I see this as further evidence that I would never survive a zombie apocalypse.
Because if zombies overran the Earth, "Walking Dead" style, I probably wouldn't believe the other survivors. I think all the zombies are gone...here, let me open the door and check---- ahhh! Help! He's eating my face!
I'd be a danger to everyone in the group.
I can't remember if I've talked about it before on the blog, but Brian and I are kind of obsessed with "The Walking Dead." Yet another amazing show from the good people at AMC, home to "Breaking Bad" and "Mad Men," and another way to spend our Sunday nights. I usually spend the whole show curled up in a ball, chewing on the front of my shirt, whimpering. Brian likes to poke me during the opening credits when the disclaimer comes on: Due to the intense nature of this program, its images may be unsuitable for some viewers.
They should just say, "Kim, please leave the room because you are going to have nightmares for the next six months."
For those of you who haven't seen it, it's about zombies. More specifically, it's about this sheriff guy named Rick. He gets shot in the line of duty, wakes up in a hospital 28 days later, and finds that the world has literally just about ended. Streets are bare, car have been abandoned, dead bodies are piled up everywhere, and human beings that used to be alive are now wandering the streets at a very slow pace, mouths agape, flesh rotting, in search of their next meal. Almost every human being has turned into a zombie. These "walkers" can only be killed by taking out a specific area of their brain; regardless of what else is amputated, cut-off, or hacked, the way to kill a walker is through the mid-brain region.

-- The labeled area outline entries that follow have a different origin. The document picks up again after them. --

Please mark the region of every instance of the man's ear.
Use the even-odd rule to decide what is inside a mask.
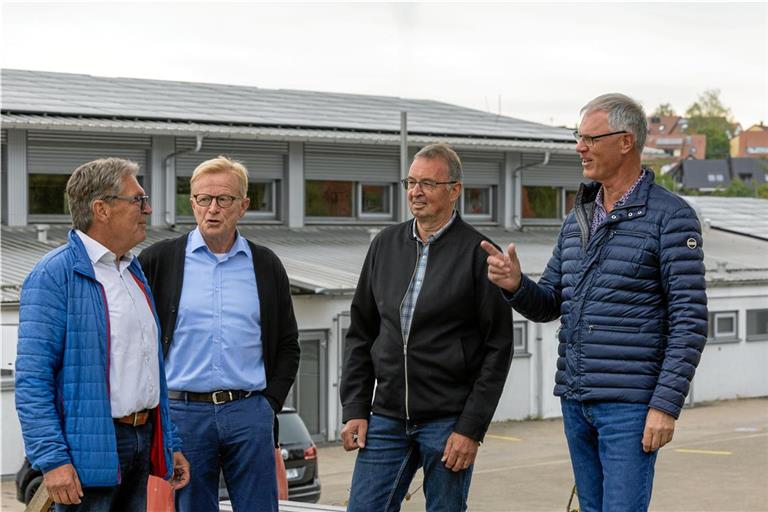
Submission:
[[[635,149],[635,136],[632,133],[624,133],[620,138],[621,152],[627,154]]]
[[[93,214],[94,222],[103,223],[109,220],[109,216],[112,212],[106,201],[97,199],[91,204],[91,213]]]

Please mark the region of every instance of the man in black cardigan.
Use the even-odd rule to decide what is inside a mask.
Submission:
[[[223,471],[235,510],[277,512],[275,414],[299,366],[280,260],[237,231],[250,203],[245,167],[226,157],[190,180],[197,228],[139,256],[162,327],[171,414],[190,461],[179,512],[218,511]]]

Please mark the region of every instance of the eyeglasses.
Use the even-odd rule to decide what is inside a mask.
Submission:
[[[144,209],[149,205],[149,196],[147,195],[138,195],[138,196],[106,196],[104,198],[105,201],[110,201],[112,199],[120,199],[121,201],[128,201],[131,204],[138,204],[139,205],[139,211],[144,211]]]
[[[432,192],[438,185],[453,185],[454,183],[458,183],[458,181],[414,180],[409,178],[400,180],[400,183],[403,184],[405,190],[411,190],[412,188],[416,188],[416,185],[419,185],[421,190]]]
[[[235,202],[236,199],[242,199],[241,197],[236,196],[230,196],[230,195],[220,195],[220,196],[211,196],[208,194],[195,194],[192,196],[192,198],[197,203],[197,206],[211,206],[211,203],[213,200],[216,200],[216,204],[219,205],[219,208],[229,208],[232,206],[232,203]]]
[[[609,135],[618,135],[620,133],[629,132],[626,130],[620,130],[618,132],[603,133],[600,135],[584,135],[583,133],[579,133],[579,130],[573,130],[573,138],[576,139],[576,142],[583,140],[584,144],[586,144],[588,148],[591,148],[597,139],[602,139],[603,137],[608,137]]]

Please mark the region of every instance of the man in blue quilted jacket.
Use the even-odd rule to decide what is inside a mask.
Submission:
[[[145,512],[150,474],[175,488],[189,480],[154,303],[131,254],[152,212],[137,172],[105,158],[72,173],[69,241],[21,291],[16,409],[57,511]]]
[[[542,277],[483,243],[488,278],[526,318],[560,317],[555,395],[583,512],[647,510],[707,333],[701,229],[640,155],[642,107],[605,94],[574,132],[584,176]]]

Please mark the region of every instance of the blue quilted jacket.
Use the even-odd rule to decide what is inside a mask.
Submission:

Poor Rick has a lot to come to terms with, and quickly. Is his wife still alive? What about his son? Where are the other survivors? And if his best buddy survived, who just so happens to be really cute and really single, would his wife sleep be sleeping with the friend, thinking her husband is dead? The whole show is one tense moment after another. There is lots of screen time dedicated to zombies-eating-people's-faces-off, and quite frankly, it's changed the way I look at the world.
Every time I open our big freezer in the garage, I survey the contents and think, "Almost enough to survive a zombie apocalypse. Almost."
Which brings me to Costco.
So this morning, I couldn't help but take note of the giant mass of people moving slowly through the aisles. They lurched between the pastries, slack-jawed and dead-eyed, moving from one baked good to another with no sense of urgency. When we got to the deli aisles, it was as though there was fresh meat present (literally) - people were scratching each other, groaning, pushing, and (I swear) biting each other for the next foil-wrapped ham or cheese tray. By the time I got to dry goods, the movement had slowed considerably, but there was an intensity in the air as the zombies, er, Costco shoppers, lumbered after the next free sample. Scotty and I moved as quickly and quietly as we could, careful to not interrupt the zombies in their environment. By the time we got out to the parking lot, wreaths in tow, we exchanged a high five. We had made it. The walkers didn't get us.
And if Costco is bad, I can only imagine other places. Just last night, Brian and I were discussing where to find these gingerbread-flavored marshmallows. After several minutes of conversation, it both hit at the same time:
I told him I'd rather go into a zombie-invested high school to retrieve medical supplies than go to Wal-mart the week of Thanksgiving.
After all, we all remember what happened to Otis.
Editor's note: surprisingly, AMC does not pay me to review their shows. I just really, really, really like their programming. And I think you would too - check out The Walking Dead on Sunday nights on AMC; check your local listings for times. The mid-season finales airs this Sunday, and then the show will return in the new year with eight new episodes. Don't blame me if you develop an anxiety condition as a result of watching; you've been warned.